State-of-the-art Convolutional Neural Network (CNN) benefits a lot from multi-task learning (MTL), which learns multiple related tasks simultaneously to obtain shared or mutually related representations for different tasks. The most widely-used MTL CNN structure is based on an empirical or heuristic split on a specific layer (e.g., the last convolutional layer) to minimize different task-specific losses. However, this heuristic sharing/splitting strategy may be harmful to the final performance of one or multiple tasks. In this paper, we propose a novel CNN structure for MTL, which enables automatic feature fusing at every layer.

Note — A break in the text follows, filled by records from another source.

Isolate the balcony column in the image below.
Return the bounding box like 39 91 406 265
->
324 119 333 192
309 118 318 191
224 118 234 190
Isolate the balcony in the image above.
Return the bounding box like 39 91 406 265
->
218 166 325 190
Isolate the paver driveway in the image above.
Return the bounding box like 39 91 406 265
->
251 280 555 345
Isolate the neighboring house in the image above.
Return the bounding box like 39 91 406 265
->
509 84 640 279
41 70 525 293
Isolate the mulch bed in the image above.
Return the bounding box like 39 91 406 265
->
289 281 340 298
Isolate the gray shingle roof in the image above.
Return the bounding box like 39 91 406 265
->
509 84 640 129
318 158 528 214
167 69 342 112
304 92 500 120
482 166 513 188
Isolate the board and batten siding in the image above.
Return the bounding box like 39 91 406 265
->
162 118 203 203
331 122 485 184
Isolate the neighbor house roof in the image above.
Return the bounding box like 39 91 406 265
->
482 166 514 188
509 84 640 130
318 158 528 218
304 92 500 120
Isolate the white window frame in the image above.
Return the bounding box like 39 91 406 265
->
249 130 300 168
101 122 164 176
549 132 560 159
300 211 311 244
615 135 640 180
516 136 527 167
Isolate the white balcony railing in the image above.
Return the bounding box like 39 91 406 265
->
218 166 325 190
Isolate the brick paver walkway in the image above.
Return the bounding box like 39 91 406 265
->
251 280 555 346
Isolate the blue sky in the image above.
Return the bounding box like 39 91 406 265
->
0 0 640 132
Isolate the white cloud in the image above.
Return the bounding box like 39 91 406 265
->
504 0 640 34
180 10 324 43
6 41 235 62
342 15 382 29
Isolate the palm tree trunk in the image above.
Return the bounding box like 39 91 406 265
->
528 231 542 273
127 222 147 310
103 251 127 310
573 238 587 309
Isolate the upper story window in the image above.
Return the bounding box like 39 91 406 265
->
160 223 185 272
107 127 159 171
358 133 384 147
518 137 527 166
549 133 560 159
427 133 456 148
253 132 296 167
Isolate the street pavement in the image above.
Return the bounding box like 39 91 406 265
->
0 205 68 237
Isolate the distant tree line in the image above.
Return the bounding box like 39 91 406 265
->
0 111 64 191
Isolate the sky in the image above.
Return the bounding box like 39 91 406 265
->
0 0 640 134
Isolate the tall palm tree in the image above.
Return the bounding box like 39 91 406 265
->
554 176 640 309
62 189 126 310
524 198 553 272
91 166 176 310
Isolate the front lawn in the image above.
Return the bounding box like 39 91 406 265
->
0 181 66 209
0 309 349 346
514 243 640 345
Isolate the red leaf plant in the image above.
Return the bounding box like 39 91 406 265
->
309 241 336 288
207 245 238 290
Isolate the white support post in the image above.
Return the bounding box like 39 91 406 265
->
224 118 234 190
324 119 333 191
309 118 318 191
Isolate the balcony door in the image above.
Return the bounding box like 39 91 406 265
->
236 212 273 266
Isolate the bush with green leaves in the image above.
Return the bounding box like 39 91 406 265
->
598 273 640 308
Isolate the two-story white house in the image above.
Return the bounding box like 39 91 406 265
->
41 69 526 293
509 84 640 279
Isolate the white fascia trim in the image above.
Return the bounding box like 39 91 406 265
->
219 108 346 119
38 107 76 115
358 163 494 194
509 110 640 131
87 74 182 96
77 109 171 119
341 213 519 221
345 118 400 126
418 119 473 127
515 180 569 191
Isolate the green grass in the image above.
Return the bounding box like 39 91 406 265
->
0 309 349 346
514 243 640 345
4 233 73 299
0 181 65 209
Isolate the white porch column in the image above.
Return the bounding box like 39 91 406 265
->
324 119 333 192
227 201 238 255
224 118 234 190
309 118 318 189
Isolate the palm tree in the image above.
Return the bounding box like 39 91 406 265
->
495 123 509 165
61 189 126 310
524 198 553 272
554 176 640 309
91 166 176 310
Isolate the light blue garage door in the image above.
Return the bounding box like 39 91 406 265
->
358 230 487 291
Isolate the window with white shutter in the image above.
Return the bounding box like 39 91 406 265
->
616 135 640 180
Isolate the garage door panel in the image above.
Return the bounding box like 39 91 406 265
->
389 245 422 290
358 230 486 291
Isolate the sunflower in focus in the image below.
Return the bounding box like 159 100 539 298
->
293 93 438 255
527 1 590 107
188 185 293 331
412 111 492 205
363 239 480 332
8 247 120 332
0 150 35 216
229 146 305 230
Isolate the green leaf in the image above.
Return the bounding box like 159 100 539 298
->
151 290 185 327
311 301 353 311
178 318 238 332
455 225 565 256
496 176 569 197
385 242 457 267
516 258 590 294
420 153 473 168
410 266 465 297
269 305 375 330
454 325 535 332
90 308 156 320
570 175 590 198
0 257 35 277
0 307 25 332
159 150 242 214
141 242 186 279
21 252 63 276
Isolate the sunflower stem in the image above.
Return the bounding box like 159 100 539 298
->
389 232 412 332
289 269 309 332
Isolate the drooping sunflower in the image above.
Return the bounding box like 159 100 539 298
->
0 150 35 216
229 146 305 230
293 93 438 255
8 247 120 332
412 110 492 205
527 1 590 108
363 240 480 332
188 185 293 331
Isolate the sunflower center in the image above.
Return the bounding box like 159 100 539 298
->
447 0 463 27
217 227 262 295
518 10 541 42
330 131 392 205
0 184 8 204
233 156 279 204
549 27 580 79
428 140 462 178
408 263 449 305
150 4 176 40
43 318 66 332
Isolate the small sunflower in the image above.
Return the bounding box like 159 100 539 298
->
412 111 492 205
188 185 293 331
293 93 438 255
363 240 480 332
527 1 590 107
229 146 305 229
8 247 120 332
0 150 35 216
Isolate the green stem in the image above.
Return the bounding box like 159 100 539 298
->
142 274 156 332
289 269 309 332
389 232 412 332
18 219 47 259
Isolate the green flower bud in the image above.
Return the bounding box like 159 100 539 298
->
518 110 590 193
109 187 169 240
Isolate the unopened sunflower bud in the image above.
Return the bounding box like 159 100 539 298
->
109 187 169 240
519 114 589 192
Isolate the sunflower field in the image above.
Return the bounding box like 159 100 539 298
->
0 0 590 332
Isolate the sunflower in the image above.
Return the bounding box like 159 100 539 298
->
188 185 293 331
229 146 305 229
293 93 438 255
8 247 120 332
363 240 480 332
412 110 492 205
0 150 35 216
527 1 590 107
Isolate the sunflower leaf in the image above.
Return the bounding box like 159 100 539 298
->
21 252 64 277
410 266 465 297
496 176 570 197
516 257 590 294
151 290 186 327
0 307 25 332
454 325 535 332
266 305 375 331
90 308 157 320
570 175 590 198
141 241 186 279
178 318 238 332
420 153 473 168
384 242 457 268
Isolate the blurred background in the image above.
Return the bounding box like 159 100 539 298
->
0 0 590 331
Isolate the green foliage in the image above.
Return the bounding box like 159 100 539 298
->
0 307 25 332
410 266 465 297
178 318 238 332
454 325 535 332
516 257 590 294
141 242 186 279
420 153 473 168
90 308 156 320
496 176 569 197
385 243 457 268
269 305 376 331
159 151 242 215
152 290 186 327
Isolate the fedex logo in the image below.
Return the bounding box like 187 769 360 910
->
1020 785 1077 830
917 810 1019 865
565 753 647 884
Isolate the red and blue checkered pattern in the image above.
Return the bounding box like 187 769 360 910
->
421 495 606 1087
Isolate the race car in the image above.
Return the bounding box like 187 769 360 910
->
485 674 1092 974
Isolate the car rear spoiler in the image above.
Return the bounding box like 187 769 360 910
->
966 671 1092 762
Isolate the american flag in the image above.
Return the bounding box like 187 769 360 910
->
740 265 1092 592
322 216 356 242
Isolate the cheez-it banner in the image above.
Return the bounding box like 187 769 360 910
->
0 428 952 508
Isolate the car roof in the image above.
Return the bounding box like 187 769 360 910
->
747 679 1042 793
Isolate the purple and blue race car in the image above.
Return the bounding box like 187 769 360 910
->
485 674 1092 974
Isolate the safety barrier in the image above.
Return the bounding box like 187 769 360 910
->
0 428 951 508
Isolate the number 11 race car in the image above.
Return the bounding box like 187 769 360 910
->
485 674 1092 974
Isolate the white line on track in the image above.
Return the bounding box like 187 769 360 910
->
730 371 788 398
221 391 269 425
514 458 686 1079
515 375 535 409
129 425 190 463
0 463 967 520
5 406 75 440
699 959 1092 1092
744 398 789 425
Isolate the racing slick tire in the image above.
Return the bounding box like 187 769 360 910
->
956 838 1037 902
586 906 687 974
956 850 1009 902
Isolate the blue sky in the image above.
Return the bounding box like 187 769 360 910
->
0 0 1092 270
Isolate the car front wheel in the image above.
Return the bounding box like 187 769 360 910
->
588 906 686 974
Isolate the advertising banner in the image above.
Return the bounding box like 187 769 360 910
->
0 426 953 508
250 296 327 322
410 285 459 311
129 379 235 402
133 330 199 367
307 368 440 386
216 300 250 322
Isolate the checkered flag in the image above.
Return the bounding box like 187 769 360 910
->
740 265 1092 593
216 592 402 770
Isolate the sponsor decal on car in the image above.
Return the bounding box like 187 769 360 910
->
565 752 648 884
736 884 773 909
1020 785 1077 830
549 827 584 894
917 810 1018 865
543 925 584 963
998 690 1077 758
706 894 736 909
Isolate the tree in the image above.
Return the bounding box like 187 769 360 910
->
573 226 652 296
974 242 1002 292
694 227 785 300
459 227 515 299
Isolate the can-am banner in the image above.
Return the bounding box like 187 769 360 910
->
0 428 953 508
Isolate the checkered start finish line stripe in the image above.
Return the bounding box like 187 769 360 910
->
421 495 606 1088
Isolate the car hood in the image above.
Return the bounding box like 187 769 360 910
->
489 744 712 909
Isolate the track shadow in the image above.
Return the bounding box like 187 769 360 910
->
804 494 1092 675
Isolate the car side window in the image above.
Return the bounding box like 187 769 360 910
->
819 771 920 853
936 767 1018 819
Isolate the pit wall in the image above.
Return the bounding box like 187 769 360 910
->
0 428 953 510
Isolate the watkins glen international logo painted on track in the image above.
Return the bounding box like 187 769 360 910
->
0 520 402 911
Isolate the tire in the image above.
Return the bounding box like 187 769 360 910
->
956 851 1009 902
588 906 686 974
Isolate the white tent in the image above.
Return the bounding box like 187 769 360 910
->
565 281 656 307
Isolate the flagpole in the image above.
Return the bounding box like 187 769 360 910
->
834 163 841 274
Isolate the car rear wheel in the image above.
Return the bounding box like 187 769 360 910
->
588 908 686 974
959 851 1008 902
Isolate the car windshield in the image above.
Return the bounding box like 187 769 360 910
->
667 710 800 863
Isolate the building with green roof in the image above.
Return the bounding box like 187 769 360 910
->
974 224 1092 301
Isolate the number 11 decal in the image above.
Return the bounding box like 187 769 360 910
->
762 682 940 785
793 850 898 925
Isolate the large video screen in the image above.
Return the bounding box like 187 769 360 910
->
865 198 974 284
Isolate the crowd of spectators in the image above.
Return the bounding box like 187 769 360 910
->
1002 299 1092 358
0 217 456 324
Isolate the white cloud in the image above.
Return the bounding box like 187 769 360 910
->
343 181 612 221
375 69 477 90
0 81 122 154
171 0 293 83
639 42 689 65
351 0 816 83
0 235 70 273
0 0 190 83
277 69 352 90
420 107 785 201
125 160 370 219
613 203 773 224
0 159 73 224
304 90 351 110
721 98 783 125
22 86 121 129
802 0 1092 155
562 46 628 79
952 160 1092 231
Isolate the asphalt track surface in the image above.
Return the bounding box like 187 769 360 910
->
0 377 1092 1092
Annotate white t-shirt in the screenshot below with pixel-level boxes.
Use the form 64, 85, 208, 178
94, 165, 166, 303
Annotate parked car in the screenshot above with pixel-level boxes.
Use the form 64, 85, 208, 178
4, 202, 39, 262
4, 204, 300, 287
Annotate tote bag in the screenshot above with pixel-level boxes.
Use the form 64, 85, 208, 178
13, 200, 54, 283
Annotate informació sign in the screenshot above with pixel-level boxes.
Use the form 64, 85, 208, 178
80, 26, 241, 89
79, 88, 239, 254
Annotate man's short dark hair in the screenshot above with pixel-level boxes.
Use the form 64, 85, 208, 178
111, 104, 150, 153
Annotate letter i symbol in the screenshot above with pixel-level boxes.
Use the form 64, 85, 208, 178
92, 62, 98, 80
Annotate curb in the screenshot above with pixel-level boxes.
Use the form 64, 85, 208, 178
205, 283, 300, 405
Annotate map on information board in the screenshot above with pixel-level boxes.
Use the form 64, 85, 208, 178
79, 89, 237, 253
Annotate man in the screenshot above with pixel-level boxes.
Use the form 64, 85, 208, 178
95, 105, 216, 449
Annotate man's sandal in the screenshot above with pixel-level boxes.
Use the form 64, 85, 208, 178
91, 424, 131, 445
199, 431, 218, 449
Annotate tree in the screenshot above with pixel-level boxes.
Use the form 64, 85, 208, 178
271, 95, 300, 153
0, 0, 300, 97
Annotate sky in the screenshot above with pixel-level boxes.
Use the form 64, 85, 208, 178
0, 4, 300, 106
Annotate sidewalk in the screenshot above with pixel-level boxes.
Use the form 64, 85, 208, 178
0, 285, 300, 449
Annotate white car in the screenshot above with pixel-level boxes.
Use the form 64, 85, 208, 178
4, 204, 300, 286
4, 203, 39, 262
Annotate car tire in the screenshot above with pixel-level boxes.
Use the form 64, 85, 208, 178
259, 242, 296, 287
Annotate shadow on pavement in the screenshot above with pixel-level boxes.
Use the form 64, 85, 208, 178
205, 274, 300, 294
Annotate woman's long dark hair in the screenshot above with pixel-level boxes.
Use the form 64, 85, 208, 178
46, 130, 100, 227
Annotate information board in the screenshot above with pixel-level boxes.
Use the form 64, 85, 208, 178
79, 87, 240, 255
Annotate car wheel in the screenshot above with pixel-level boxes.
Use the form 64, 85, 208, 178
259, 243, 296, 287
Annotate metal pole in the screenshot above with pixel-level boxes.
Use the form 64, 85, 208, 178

Specifically, we first concatenate features from different tasks according to their channel dimension, and then formulate the feature fusing problem as discriminative dimensionality reduction. We show that this discriminative dimensionality reduction can be done by 1x1 Convolution, Batch Normalization, and Weight Decay in one CNN, which we refer to as Neural Discriminative Dimensionality Reduction (NDDR). We perform ablation analysis in details for different configurations in training the network. The experiments carried out on different network structures and different task sets demonstrate the promising performance and desirable generalizability of our proposed method.